I'm from the old school of painting. Three washes and a spin. Can't afford to leave the water running in order to clean a lousy roller sleeve. And if it's the end of the day, I just soak it in water and spin before painting the following day.

In the last thirty years of painting, roller sleeves have never registered as an issue for me. However, I'm kind of a brute when it comes to painting. I don't comb my brush's hair, or spend a whole lot of time nurturing a roller sleeve in hopes that it becomes a better performer. 

Use and abuse baby...I know...pretty ugly.


----------



## stl911 (Jul 16, 2014)

Jmayspaint said:


> Spin them out with a hose.


i saw people use hose on youtube, however, when i paint apartment the hose is not work as most balcony does not have water pipe, but thanks for sharing


----------



## radio11 (Aug 14, 2015)

Do you have a hose that works back at the shop or at home?

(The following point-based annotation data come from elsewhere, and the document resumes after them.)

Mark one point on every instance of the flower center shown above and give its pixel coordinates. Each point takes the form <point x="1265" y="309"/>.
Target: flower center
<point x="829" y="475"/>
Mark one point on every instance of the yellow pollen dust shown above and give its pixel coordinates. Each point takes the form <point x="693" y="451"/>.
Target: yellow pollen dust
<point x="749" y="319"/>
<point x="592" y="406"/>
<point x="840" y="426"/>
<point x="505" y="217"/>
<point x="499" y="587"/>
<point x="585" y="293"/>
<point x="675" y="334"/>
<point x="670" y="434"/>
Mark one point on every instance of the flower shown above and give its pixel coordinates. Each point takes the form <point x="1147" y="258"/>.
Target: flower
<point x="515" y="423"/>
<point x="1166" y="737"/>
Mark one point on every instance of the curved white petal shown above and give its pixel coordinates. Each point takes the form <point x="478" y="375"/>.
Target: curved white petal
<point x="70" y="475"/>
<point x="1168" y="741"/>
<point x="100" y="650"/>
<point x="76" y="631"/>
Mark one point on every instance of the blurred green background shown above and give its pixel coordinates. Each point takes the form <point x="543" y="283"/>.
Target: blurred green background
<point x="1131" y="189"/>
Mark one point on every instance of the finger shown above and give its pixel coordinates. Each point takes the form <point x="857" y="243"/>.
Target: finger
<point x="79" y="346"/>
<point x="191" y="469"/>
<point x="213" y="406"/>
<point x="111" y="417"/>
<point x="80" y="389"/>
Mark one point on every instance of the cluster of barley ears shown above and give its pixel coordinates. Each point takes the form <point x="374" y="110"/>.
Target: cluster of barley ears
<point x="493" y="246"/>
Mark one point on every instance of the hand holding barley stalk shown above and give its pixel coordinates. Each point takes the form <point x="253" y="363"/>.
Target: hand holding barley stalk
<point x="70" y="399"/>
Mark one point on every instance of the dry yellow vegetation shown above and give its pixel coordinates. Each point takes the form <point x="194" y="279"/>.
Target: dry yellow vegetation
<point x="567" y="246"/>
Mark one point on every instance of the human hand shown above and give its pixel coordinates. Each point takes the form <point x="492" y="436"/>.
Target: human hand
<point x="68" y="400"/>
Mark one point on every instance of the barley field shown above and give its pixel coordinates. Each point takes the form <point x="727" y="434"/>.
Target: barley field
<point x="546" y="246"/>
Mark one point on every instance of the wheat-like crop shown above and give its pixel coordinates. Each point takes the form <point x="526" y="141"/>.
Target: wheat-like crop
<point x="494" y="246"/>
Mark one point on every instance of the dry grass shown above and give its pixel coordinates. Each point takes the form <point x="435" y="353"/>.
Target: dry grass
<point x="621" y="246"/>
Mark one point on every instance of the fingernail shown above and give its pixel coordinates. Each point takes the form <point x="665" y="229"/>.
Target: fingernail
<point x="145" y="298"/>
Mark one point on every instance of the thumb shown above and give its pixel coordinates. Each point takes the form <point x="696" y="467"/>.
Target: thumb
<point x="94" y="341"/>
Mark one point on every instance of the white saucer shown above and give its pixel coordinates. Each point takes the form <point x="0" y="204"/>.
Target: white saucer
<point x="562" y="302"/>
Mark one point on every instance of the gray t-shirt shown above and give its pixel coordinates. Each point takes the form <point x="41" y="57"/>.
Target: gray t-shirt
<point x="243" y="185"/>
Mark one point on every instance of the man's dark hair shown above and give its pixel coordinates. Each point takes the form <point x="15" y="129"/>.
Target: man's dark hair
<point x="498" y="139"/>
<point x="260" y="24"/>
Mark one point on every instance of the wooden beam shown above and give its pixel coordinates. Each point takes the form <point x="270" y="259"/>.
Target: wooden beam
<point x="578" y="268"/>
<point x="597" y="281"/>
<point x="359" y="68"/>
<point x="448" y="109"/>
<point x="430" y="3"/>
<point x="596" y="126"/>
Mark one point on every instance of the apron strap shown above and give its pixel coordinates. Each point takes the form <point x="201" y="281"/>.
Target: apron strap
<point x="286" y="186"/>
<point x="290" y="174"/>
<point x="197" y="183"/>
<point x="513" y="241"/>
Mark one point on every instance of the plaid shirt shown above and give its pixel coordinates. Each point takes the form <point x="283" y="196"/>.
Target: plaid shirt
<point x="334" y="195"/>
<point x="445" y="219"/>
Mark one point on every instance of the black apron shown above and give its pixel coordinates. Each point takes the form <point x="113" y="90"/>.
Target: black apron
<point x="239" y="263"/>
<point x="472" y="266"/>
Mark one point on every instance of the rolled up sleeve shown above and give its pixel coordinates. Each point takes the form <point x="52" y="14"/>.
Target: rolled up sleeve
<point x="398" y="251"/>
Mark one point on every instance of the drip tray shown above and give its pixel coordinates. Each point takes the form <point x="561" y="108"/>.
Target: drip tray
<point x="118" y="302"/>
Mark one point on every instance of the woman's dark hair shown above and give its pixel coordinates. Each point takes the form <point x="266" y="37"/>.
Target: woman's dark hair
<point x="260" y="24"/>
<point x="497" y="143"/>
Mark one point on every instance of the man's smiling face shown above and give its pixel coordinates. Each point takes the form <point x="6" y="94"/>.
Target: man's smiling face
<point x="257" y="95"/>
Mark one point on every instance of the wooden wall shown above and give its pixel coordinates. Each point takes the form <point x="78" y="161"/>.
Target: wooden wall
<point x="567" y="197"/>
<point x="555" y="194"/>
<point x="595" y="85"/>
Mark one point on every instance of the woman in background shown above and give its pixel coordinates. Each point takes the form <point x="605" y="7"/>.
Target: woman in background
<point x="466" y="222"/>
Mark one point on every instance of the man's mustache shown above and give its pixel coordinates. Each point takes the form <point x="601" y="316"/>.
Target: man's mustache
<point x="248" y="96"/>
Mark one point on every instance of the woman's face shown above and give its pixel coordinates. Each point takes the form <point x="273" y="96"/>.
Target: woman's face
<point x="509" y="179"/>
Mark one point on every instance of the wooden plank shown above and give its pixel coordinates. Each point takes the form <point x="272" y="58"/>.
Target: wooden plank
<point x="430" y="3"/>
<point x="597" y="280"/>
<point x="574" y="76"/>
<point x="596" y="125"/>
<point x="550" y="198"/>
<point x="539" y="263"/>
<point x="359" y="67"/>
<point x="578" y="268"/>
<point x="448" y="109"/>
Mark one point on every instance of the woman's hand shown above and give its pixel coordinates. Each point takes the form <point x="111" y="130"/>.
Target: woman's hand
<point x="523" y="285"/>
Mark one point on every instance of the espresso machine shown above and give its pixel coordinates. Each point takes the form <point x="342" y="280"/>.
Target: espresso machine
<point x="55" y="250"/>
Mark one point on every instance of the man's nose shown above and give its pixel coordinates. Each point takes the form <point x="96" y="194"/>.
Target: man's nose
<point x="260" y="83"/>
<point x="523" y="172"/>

Sent from my iPhone using Tapatalk


----------



## straight_lines (Oct 17, 2007)

We keep them wet. 18's will fit in a six gallon bucket.


----------



## SemiproJohn (Jul 29, 2013)

Try a price increase that will allow you to throw away the roller covers. Occasionally I will clean out a mini-roller cover, but I chuck the rest.


----------



## beedoola (May 18, 2015)

Relevant thread. I couldn't clean mine very well either. Ended up tossing them.


----------



## Gwarel (May 8, 2012)

Scrape it out with a 5 in 1 and let it soak in a bucket of water. Overnight the solids will end up in the bottom of the bucket. Spin to win. If you want to put it up for another day, leave it on the spinner and spin it with a hose. Works with all types of covers.


----------



## Pete Martin the Painter (Nov 8, 2012)

I use to clean, now I wrap in saran wrap if I need to use it more than one day, then let the paint dry and toss. Not woth the time to clean plus putting all that paint into the enviroment cannot be good. And I think the qaulity of the roller lessens after it is cleaned. If it is small job, I might clean and then use to apply primer.


----------



## Pete Martin the Painter (Nov 8, 2012)

vermontpainter said:


> Dave
> 
> That is a very good question, and I wont try to speak for NEPS, but I think there are some answers to why a member wouldnt be obliged to post his best strategies on the forum.
> 
> There are so many universal challenges, particularly to marketing - like mailing list generation - that when you find a unique solution and get it to work for you, its almost like proprietary information that you would gladly share with noncompeting colleagues in other markets, but may not feel comfortable sticking on a thread for the world to see. Solving marketing and sales challenges is difficult, and when you do, it gives you a position of differentiation that places you slightly ahead of the curve in your market, and that might make you hesitant to make it readily available to the whole wide world wide web. There are so many people who roll through looking for quick solutions, but never contribute anything meaningful. Just a thought.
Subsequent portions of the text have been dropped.